Although you might be tempted to ask your contractor to install small, flashy tiles around the pool, these are now outdated, says Yost.

“Tile styles have gone from small and patterned to much larger, simpler, and darker,” she says. “These can be easier to clean and upkeep and also have a more streamlined appearance.”

9. Gross Build-Up

Calcium has a tendency to build up on pool tiles over time, which can result in an off-putting white residue. No matter what material you have in and around your pool, always give it a thorough scrubbing before listing your home for sale, says Los Angeles-based real estate agent Kate Newton. Otherwise, you’re sending them a big red flag that you haven’t been maintaining the pool properly.

10. Rounded Pools

Circular or kidney-shaped pools are out, and those with chic, straight lines are in, according to Blythe Yost, cofounder and chief landscape architect of Tilly, an online landscape design company. Rectangles in particular are an especially popular shape because they can accommodate an automatic, retractable pool cover.

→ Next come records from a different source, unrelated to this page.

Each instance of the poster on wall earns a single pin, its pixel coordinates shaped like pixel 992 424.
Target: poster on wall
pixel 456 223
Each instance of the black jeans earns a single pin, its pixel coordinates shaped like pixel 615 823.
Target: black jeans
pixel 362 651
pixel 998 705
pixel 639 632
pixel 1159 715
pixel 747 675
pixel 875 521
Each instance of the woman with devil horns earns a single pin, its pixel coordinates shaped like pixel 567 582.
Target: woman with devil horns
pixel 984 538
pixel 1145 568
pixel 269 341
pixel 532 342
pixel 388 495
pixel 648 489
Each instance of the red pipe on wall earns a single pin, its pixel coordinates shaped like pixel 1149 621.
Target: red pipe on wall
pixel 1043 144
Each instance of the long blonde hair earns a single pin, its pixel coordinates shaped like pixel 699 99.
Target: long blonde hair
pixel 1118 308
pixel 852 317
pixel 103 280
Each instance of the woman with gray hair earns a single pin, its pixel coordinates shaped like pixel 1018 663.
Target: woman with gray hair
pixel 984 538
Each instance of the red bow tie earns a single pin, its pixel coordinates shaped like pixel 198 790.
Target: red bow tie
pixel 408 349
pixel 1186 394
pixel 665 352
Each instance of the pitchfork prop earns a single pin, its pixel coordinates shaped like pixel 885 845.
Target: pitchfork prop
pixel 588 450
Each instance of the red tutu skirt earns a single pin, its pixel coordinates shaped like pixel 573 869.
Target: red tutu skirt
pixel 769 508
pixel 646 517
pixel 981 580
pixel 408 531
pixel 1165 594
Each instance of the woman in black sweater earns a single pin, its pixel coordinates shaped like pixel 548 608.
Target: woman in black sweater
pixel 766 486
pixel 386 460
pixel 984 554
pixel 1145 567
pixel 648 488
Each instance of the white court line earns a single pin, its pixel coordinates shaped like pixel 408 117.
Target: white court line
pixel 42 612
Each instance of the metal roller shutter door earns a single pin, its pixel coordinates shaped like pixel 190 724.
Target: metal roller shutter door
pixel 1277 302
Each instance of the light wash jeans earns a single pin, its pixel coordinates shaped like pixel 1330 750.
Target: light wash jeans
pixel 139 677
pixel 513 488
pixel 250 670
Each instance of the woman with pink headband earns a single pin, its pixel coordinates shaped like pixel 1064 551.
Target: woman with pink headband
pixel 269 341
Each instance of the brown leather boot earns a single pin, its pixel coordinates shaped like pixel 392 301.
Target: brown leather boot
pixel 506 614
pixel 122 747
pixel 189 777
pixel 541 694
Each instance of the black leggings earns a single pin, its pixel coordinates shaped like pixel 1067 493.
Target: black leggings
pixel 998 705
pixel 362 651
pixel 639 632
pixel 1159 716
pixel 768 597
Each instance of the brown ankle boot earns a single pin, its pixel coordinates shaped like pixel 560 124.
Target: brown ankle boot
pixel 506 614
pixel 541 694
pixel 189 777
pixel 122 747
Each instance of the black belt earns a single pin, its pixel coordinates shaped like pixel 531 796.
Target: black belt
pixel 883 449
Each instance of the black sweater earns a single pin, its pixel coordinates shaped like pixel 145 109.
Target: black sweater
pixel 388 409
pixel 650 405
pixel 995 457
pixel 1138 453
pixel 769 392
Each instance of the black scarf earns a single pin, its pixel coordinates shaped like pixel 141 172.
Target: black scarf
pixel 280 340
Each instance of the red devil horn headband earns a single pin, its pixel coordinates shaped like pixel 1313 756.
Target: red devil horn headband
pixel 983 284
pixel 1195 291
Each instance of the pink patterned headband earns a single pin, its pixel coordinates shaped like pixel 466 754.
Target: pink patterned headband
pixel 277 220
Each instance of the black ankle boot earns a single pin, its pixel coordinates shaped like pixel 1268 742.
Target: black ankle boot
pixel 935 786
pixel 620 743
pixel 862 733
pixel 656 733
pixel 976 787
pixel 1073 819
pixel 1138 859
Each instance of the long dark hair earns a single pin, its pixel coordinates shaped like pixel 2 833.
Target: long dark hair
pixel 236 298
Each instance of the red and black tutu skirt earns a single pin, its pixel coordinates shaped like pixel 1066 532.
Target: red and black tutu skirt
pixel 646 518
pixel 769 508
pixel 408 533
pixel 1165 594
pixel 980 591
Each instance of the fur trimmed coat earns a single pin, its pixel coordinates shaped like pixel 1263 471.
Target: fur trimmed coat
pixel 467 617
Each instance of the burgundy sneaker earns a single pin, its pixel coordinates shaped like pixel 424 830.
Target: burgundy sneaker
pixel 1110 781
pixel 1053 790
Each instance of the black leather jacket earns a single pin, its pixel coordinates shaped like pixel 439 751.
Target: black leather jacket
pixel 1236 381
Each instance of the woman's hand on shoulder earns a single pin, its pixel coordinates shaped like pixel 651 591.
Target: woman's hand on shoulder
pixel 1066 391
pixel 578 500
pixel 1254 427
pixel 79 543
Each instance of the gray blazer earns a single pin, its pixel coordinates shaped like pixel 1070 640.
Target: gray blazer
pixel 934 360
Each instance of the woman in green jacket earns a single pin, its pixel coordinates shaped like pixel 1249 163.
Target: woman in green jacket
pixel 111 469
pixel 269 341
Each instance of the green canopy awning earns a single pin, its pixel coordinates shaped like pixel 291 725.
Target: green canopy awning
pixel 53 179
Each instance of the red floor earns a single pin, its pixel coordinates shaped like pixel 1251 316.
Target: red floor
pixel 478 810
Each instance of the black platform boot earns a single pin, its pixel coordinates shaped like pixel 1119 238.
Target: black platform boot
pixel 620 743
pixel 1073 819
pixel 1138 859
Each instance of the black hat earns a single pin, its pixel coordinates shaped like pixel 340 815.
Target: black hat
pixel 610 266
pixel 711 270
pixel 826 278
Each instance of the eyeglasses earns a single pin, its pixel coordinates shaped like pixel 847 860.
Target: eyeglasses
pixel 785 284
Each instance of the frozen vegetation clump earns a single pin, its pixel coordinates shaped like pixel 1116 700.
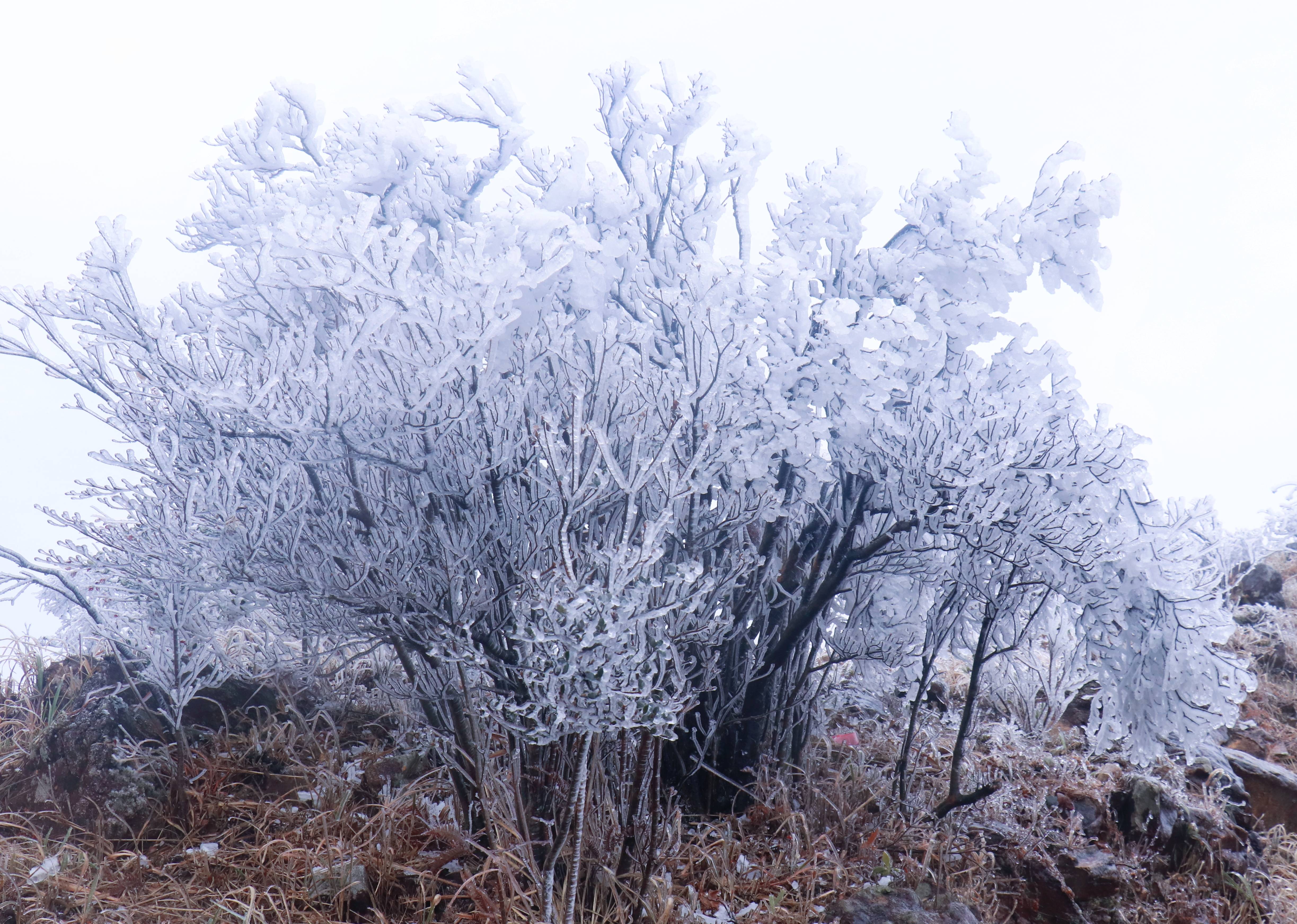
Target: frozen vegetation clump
pixel 575 458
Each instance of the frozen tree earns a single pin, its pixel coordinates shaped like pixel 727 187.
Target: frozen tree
pixel 526 422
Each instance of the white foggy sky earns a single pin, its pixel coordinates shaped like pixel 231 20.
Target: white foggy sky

“[Auto covers] are super useful for keeping the pool warm, clean, and, most of all, safe,” says Yost.

11. Visible Equipment

Filter, pumps, heaters, and other types of less-than-sexy equipment are a necessary component of pool ownership — but they don’t have to be loud, clunky, or obvious, says Yost.

“It’s a great idea to have a smart landscaping solution to hide your pool equipment,” she says. “This can be behind lattice panels, hedges, or a number of other smart solutions. Just make sure you have easy access to the equipment. And remember, sometimes less is more. Just add a simple lattice panel that will meld in with the landscape, versus something more intricate or loud that may draw your eye to it — exactly what you don’t want to do.”

12. Bad Landscaping

The backyard has a pool, what more could you want? Buyers, as it turns out, don’t exactly see it that way. They want a pool, yes, but also manicured landscaping to surround it. If buyers see overgrown weeds, cracked cement — or worse — barren concrete as far as the eye can see, they’re going to get right back in their cars and drive away.

“People always hear that pools are costly, and bad landscaping can tap into those feelings,” says Yost.